Time is the only real medicine for this deep and abiding pain, but sport has a role in the healing process. When the Lakota Nation Tournament started on Dec. 15, the Wildcats were 0-1 and their season was in danger of spiralling out of control. But the team responded by winning its first two tournament games to advance to the semifinals. Paige led the Wildcats in scoring both times and began to emerge as their leader. "After the first game the coach told us, 'Derek's not going to be here, so don't look for him,' " Paige recalls. "It was the truth, and as much as I didn't want it to be the truth, I had to accept that and step up, since I was the closest thing to him."

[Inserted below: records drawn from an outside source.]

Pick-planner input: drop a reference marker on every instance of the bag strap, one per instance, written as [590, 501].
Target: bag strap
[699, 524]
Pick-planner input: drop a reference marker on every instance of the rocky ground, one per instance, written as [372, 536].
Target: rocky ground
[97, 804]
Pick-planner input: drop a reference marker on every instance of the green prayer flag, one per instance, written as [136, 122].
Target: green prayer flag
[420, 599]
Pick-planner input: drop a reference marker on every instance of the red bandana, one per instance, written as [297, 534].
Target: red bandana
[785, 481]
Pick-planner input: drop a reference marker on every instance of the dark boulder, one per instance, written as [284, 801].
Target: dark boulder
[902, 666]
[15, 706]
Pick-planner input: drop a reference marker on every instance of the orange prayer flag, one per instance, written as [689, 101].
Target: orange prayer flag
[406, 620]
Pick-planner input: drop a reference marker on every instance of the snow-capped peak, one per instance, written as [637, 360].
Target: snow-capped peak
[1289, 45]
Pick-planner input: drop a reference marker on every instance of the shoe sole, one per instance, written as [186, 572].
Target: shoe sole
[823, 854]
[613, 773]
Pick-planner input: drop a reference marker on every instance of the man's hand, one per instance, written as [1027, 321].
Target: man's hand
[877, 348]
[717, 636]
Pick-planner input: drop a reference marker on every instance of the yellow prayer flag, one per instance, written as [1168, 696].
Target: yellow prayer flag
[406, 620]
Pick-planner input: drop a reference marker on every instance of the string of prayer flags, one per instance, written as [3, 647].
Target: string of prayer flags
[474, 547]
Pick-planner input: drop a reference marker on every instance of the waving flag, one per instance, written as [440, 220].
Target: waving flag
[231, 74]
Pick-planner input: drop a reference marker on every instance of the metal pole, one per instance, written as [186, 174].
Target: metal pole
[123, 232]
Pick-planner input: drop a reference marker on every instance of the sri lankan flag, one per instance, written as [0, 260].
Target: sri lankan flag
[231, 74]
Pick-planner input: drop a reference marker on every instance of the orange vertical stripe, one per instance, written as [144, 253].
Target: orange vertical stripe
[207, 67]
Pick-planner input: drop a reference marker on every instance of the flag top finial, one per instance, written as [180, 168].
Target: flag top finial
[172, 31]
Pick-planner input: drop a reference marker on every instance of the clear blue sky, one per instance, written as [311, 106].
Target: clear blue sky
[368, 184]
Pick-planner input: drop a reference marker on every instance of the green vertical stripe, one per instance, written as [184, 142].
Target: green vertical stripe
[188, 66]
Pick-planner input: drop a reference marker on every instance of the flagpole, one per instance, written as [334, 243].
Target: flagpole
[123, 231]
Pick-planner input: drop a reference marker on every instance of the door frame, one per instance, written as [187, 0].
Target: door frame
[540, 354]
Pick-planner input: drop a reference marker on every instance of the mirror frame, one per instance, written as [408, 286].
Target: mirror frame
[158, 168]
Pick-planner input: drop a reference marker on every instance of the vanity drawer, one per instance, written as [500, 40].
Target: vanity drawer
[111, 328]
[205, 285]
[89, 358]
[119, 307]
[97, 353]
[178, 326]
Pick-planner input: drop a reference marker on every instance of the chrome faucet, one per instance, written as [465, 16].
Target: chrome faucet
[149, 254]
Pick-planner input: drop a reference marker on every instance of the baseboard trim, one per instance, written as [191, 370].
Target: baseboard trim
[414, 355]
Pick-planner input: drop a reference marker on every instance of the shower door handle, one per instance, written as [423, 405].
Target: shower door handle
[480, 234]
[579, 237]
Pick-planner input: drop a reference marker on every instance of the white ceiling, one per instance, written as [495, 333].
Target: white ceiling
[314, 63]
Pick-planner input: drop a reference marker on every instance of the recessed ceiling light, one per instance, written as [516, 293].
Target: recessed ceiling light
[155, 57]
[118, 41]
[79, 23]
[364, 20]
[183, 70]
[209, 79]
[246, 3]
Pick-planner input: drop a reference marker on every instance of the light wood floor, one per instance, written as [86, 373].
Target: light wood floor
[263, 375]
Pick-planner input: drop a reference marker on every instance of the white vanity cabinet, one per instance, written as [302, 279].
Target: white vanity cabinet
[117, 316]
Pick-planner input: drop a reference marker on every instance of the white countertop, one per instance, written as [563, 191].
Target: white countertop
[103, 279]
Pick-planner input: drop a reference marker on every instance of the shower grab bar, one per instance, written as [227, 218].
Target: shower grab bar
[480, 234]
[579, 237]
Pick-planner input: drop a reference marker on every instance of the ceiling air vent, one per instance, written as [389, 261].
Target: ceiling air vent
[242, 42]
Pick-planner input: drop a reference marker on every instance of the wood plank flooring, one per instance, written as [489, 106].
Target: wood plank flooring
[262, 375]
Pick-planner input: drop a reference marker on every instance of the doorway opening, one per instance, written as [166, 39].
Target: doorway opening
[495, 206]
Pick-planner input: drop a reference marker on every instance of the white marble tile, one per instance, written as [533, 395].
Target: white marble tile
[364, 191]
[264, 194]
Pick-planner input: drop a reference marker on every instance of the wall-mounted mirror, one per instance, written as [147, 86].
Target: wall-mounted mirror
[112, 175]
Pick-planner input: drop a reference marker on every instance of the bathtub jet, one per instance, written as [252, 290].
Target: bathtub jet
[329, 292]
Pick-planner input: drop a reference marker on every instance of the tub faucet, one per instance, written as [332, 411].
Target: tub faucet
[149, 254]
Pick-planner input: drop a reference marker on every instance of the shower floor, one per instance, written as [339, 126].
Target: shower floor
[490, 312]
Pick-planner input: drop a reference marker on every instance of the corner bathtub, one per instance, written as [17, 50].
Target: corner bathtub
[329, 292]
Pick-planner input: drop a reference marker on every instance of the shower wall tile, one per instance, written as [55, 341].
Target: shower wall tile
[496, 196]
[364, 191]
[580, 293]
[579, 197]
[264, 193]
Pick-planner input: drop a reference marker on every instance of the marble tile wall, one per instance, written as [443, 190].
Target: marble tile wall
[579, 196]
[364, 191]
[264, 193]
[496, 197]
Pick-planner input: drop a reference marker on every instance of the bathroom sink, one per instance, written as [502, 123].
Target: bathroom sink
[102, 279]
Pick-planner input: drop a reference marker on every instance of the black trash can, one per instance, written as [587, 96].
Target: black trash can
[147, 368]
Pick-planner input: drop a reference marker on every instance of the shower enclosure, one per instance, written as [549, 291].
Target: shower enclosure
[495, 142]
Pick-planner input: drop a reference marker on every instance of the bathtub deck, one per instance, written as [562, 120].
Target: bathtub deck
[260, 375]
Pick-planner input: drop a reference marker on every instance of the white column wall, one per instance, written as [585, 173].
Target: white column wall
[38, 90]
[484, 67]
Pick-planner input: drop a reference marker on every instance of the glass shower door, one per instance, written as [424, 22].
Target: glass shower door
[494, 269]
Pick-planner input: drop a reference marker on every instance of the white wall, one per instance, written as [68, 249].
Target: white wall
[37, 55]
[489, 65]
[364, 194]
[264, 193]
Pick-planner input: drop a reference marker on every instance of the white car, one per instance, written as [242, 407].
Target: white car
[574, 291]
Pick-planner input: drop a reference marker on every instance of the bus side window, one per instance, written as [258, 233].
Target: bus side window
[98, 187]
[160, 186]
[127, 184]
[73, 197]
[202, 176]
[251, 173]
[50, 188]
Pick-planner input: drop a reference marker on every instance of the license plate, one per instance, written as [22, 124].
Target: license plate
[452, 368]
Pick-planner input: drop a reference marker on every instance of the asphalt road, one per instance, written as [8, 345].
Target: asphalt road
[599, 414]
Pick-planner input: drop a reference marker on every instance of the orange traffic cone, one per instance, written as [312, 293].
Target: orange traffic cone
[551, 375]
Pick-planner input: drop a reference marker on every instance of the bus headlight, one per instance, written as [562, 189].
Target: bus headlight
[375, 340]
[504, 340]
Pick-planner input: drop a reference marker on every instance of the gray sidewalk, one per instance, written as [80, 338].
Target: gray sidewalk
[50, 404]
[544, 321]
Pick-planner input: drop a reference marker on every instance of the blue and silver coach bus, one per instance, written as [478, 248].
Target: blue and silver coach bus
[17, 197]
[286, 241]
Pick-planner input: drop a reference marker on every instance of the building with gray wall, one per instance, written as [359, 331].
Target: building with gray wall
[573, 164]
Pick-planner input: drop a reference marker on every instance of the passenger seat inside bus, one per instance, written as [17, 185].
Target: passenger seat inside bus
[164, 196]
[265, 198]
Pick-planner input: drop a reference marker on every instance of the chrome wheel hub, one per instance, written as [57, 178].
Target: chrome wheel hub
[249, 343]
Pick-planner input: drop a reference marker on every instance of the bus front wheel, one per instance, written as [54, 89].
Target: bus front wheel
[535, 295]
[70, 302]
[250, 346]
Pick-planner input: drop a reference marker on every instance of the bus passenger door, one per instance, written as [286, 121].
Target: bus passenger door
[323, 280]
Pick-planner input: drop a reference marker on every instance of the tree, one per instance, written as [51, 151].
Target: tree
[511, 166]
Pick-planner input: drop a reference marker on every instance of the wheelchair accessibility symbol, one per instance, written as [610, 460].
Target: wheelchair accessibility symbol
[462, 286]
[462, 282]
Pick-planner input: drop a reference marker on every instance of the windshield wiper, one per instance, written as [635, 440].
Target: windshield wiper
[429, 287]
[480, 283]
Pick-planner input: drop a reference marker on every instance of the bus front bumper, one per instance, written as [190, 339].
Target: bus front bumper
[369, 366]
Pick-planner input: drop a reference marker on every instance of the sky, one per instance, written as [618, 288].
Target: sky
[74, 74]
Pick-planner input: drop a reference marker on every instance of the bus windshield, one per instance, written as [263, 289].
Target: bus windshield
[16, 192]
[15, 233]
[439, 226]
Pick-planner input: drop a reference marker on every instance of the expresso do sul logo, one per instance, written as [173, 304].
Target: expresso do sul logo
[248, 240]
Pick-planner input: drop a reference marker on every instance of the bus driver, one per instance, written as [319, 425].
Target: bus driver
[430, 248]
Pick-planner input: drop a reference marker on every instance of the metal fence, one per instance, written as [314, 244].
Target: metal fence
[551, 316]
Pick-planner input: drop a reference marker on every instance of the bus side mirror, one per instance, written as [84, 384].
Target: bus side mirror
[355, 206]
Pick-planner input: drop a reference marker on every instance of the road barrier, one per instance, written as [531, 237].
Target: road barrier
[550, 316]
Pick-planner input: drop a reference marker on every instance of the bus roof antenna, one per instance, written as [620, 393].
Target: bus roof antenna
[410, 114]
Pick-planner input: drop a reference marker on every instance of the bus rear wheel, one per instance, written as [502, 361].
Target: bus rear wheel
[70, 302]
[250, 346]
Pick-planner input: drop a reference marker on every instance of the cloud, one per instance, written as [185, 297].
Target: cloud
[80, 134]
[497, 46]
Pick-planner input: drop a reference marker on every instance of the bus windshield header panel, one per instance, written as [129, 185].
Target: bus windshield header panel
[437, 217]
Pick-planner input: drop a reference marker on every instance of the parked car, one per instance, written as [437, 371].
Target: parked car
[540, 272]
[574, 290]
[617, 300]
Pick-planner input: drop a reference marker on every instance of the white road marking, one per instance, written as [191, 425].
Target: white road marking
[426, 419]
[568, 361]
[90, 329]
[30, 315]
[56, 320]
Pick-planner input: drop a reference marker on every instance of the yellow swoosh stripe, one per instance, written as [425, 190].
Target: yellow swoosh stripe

He picked up his brother's torch, which was burning brightly in the hearts of the 6,000 fans and participants who gathered in the Rushmore Civic Center on the night of Dec. 17. Derek, all-tournament in 1998, had been admired in the Lakota community for his unselfish play and his sportsmanship. His death had inspired the tournament organizers to begin a ceremonial Wiping of the Tears tradition to honor former participants who had died during the year.
Before the night's Grand Entry of the players, cheerleaders and game officials, four families, including the Paulsens and the Wahlstroms, were seated on the court and solemnly presented star quilts sewn in the memory of their lost children. Then the Wiping of the Tears, a centuries-old sacred rite, unfolded. Drumbeats filled the gym. Indians in ceremonial headdress, leather pants and moccasins danced and sang soul-fully in the darkened hall. Out of the shadows an elder emerged to pass a platter of burning sweet grass before the grieving families, fanning the smoke into the parents' faces with the wing of a hawk. According to Lakota tradition, through this they could smell the spirits of their lost children. They ate dried berries and meat to feed the souls of the departed loved ones and sipped cherry juice and water to quench the loved ones' thirst. As the dance continued, the players and coaches of the 16 teams filed in, ever so slowly, shaking the hands of the family members, hugging them, wetting their cheeks with tears. On and on the dance continued, a serpentine chain of players, Lakotas, cheerleaders and tournament officials circling the arena to the beating of the drums, the lyrics of a song recalling the anguished cries of all vanished peoples.
The Custer players, wearing their uniforms, danced too. Every one of them cried. Paige, wrapped in the quilt, shook the hands of well-wishers for more than an hour. His father wept beside him. The Wildcats' semifinal game was to begin immediately after the ceremony, and Paige leaned forward and, through reddened eyes, said to Wahlstrom, "I hope the team doesn't fall apart after this."
She forced herself to smile. This young man had grown up right in front of her. "That sort of depends upon you," she said.